Challenging CBP One Turnback Policy

AOL et. al v. Mayorkas, Case No. 3:23-cv-01367-AGS-BLM (S.D. Cal.)


This lawsuit challenges the federal government’s border-wide policy and practice of turning back asylum seekers without a CBP One appointment at ports of entry (POEs) along the southern border, denying them access to the U.S. asylum process. The suit seeks to end U.S. Customs and Border Protection's newest iteration of unlawful metering, and to ensure that the government is complying with U.S. laws meant to protect asylum seekers' rights and safety.

People arriving at POEs have the right to seek asylum without artificial caps or technological barriers. For decades, Congress has mandated equitable treatment for all who seek protection from persecution, regardless of how they arrive in the United States. The federal government itself has publicized guidance requiring CBP officers to inspect and process anyone who comes to POEs seeking asylum, whether or not they have a CBP One appointment.

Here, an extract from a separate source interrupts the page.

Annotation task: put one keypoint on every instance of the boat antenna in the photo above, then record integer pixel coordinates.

Restricting asylum access to only individuals who can use a smartphone app imposes unfair and at times, insurmountable, barriers for asylum seekers. The CBP One Turnback Policy, under which CBP officers turn back most asylum seekers who cannot secure an appointment made via the CBP One app, creates language, literacy, and disability access issues.

The government’s reliance on the CBP One app creates a privileged waitlist, restricting access to asylum to a select group of people who have both the economic means to afford a functioning smartphone and internet access, but also the tech savviness necessary to navigate the app—causing unreasonable delays and endangering asylum seekers' lives. Even those able to use the app are denied appointments due to limited slots, forcing indefinite waits in precarious conditions in Mexico.

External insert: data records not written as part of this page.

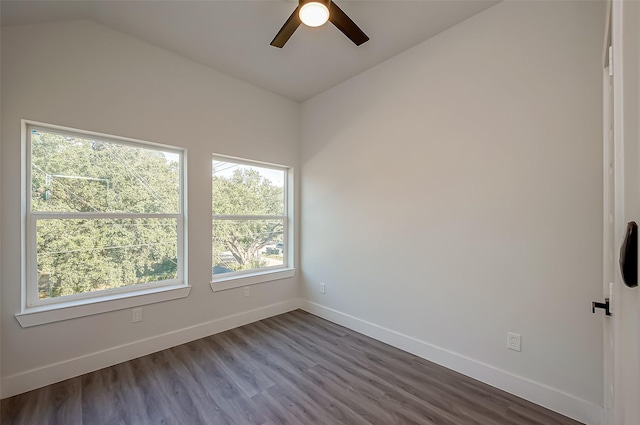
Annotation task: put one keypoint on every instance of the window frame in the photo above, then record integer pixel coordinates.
(35, 311)
(264, 274)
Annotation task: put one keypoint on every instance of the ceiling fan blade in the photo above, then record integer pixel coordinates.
(346, 25)
(287, 29)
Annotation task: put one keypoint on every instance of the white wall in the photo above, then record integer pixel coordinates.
(83, 75)
(626, 44)
(454, 193)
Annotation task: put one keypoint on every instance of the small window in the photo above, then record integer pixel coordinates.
(104, 216)
(250, 218)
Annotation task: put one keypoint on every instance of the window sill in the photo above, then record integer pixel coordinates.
(63, 311)
(224, 283)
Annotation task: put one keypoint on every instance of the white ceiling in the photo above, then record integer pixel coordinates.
(233, 36)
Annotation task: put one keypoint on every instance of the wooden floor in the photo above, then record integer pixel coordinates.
(290, 369)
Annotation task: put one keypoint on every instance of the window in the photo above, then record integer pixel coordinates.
(104, 216)
(251, 221)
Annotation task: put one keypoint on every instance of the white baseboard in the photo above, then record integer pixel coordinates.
(543, 395)
(50, 374)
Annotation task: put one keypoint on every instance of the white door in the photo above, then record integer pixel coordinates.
(622, 204)
(609, 227)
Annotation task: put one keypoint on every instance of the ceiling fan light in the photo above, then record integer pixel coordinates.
(314, 14)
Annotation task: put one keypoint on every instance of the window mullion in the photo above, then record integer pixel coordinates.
(248, 217)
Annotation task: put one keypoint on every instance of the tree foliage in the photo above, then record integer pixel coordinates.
(76, 175)
(245, 193)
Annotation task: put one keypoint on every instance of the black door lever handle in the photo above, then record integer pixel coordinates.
(605, 306)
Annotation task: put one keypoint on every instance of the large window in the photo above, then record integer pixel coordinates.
(251, 221)
(104, 216)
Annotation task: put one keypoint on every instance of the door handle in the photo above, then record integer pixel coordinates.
(629, 256)
(605, 306)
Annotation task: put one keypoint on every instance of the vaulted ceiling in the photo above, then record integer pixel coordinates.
(233, 36)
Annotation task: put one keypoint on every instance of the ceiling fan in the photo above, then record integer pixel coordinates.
(315, 13)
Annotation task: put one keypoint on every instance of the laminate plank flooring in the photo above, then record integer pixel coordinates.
(291, 369)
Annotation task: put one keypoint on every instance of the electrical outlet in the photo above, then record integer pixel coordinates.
(513, 341)
(136, 315)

The plaintiffs in the case are immigrant rights organizations Al Otro Lado and Haitian Bridge Alliance, and 10 individuals turned away at the southern border by CBP and denied their fundamental right to seek asylum in the United States.

The CBP One Turnback Policy has harmed plaintiffs, leaving them vulnerable to assault, rape, kidnapping, and even murder in dangerous Mexican border towns. It also disrupts organizations' missions, diverting resources to counteract the policy's harmful effects.

Plaintiffs are represented by the American Immigration Council, the Center for Gender & Refugee Studies (CGRS), and the Center for Constitutional Rights, along with Mayer Brown LLP and others.